As Labor Day approaches, I find myself reflecting on the summer that has been. “Same difference” seems an apropos way to describe it.
Last summer was filled with care for my elderly mother-in-law and her estate. And I had to deal with one physical malady after another, which was unusual to say the least.
Mother-in-law passed this February, and this summer has been different. For several years, we had developed a “routine of care” for her and her belongings, which quite frankly was consuming in many ways.
This summer we have gradually been playing “catch-up” with housework and yard-work, which had been set aside as of secondary importance, relative to various care-giving duties. Coping with the ninety-degree weather is a perfect example of “same difference.” The differences from years past are negligible, but we think they are significant.
The early twentieth century use of the phrase, “same difference” originated as a witty way of combining the concepts “same thing” and “no difference.” So, there is little difference in how we feel ninety-degree weather.
There were some ninety-degree days when we just had to sit in the air conditioning and stew, literally. There is a reason for naming heavy humidity, oppressive. Humidity just sits on you like an elephant sitting on a mouse.
But was this summer any different than last, as to heat and humidity? Same difference, I’d say.
The yard-work part of this summer has changed. We’ve been able to “keep up” more than in the past several years of preoccupation with my husband’s mom who was afflicted with increasingly debilitating dementia.
For me, it started with the erection of a “corn tent” for our grandson. It was placed near the firewood piles.
I use the word “piles” loosely as I have created Jenga-like puzzle stacks in our woodlot. I did this exercise for many years but just couldn’t manage it for the last couple of years, what with other areas of life taking precedence.
My husband is quite proud of my wood stacking skills. He even sends pictures to his friends. It’s my penchant for order and love of puzzle-solving, that fuels this “natural” skill.
At any rate, as one chore completed, seems to lead to the next chore, it was Charlie’s corn tent that led to my need to clean up the woodlot. I wanted a safe space for him to play.
The corn tent seemed like a clever idea and Charlie loves it. However, so do the squirrels. They conveniently chewed holes in each corner and side of the tent to gain entrance to a treasure trove of free corn. Since most animals don’t defecate where they eat, I just threw up my hands and said, “oh well.” The tent wasn’t expensive, and Charlie has had a fun summer with Grammy’s creation.
As the summer wanes, I have become a pruning machine. The growth from early and prolific rain has been phenomenal.
Many of our trees, shrubs, and plants have become overgrown in the last couple of years. I made it my mission that before Labor Day I would have this growth under control.
I have become quite intimate with the ground, as I sit on it.
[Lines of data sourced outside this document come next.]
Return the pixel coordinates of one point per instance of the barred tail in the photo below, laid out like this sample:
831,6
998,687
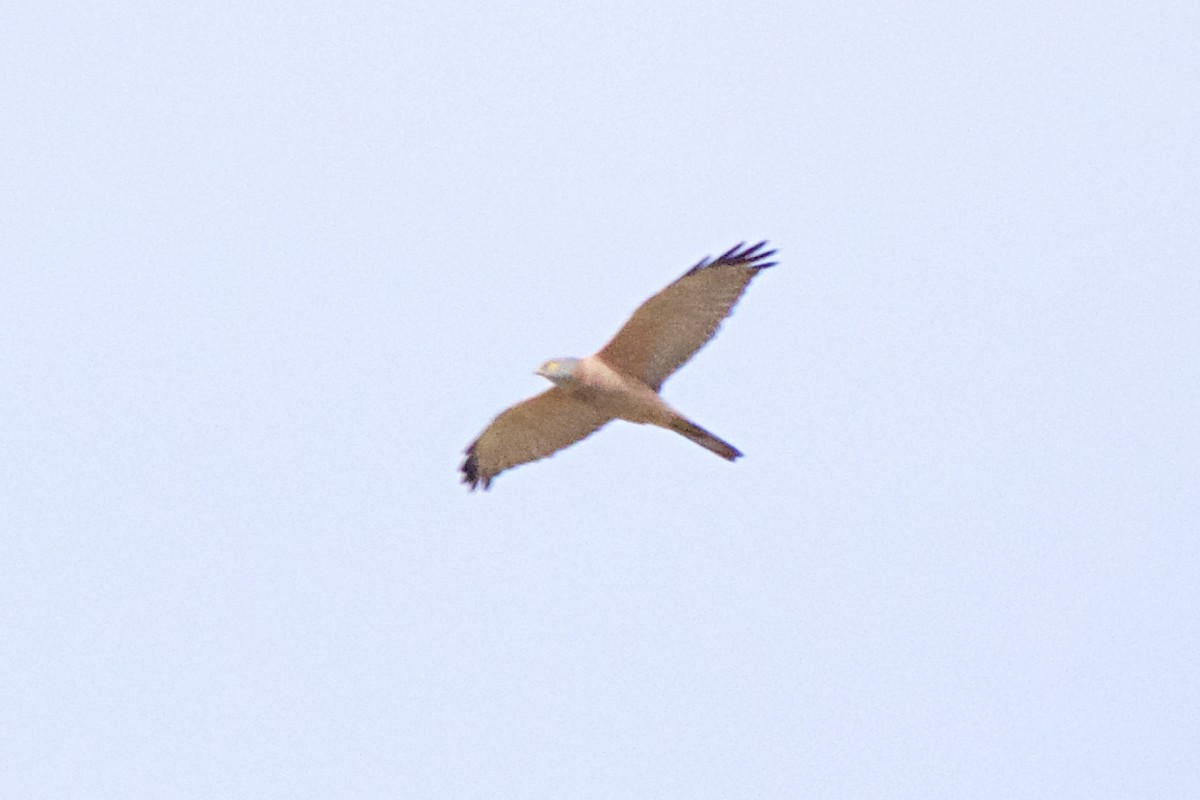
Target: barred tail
705,439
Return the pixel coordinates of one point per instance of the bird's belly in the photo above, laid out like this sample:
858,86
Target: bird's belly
640,407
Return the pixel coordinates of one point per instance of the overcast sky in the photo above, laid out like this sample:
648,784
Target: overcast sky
267,269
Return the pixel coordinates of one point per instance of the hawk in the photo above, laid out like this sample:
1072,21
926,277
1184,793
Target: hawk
622,380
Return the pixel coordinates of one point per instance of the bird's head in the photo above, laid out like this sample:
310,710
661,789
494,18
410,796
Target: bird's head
558,371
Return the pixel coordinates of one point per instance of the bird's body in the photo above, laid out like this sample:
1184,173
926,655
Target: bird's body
622,380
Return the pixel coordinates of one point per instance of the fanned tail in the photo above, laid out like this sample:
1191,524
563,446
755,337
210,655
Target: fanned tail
705,439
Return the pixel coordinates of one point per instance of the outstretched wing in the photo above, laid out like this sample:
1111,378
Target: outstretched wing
672,325
531,429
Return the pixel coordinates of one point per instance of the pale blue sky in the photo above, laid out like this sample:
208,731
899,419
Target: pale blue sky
268,269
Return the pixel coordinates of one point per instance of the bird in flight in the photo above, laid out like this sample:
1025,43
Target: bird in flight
622,380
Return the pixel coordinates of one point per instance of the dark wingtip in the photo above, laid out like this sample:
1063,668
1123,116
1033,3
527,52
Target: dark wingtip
471,475
742,256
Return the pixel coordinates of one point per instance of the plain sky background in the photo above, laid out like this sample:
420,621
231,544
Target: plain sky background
265,269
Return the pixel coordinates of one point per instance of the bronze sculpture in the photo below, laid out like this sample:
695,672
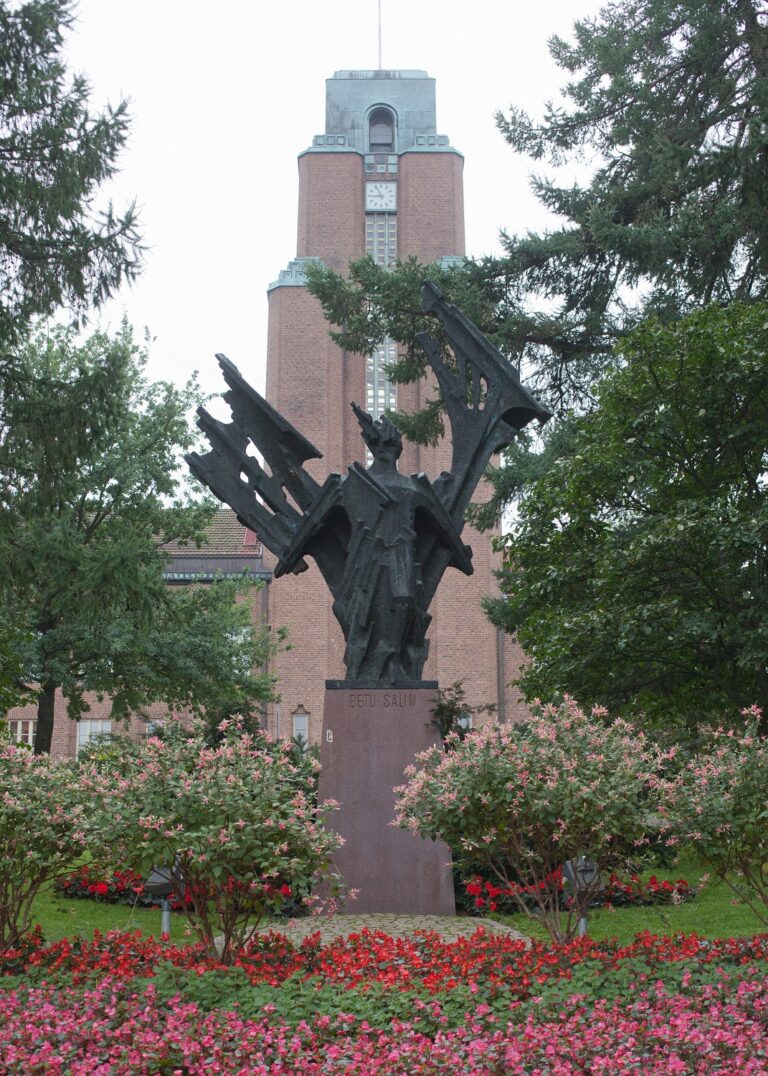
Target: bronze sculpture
382,540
I’m all about the “grounding” movement and my bottom has become one with it.
While pruning the underside of many shrubs and trees in our vast Arboretum-like yard, I began by scooching around the perimeter of the plant on my backside rather than bending over in a semi-permanent U-shape. Then I remembered we came into a little garden trolley which I then toted with me to every tree and shrub. Some tools make our jobs easier.
I will say that the bugs have given me a slight reprieve this summer, notwithstanding the little green repellent patches which my son-in-law gifted me with. I’ve only had a few mosquito and spider bites, which thank God have not been of the toxic variety of last summer.
Speaking of the same, but different, it was a few years ago that when tidying up an underbrush beneath a grove of pine trees at my mother-in-law’s house, unbeknownst to me, I triggered a severe allergy to urushiol, the oil in the poison ivy plant. Those of you who have followed my columns will remember my anguish with the aftermath.
This year when tidying up our old apple orchard, I noticed a familiar woody vine with big browning leaves, literally attached and seemingly growing into a Braeburn apple tree. Yellow caution lights went off in my head before I dug in and ripped that thing off the tree.
Thank you, Google, for clarifying that that vine is none other than an old poison ivy vine. What to do? Touching it is out of the question. I learned my lesson from that one. But phantom itching has taken hold of my mind.
What about tidying up plants that gets me into trouble? Sometimes I think that maybe nature just wants to be left alone.
Then there was the snake, a garter snake, but a snake nonetheless, that jumped out of the leaf debris in our cluster of white birch trees in the front yard? I was glad that hubby was involved in that endeavor, he took the fear away and made it a giggle.
What’s that iffy definition of insanity – “doing the same thing over and over again and expecting a different outcome?” While a popular idiom, I don’t know if it’s insanity, but it does seem to be a universal mental health oxymoron, “same difference,” that is.
My mother-in-law may be gone, and this summer is nearly gone, but everything has a way of sticking around in memory or in symbols or the cycles of life. Same difference seems to be one of the few permanent facts of life, which seems to be going nowhere. I think maybe that’s a good thing.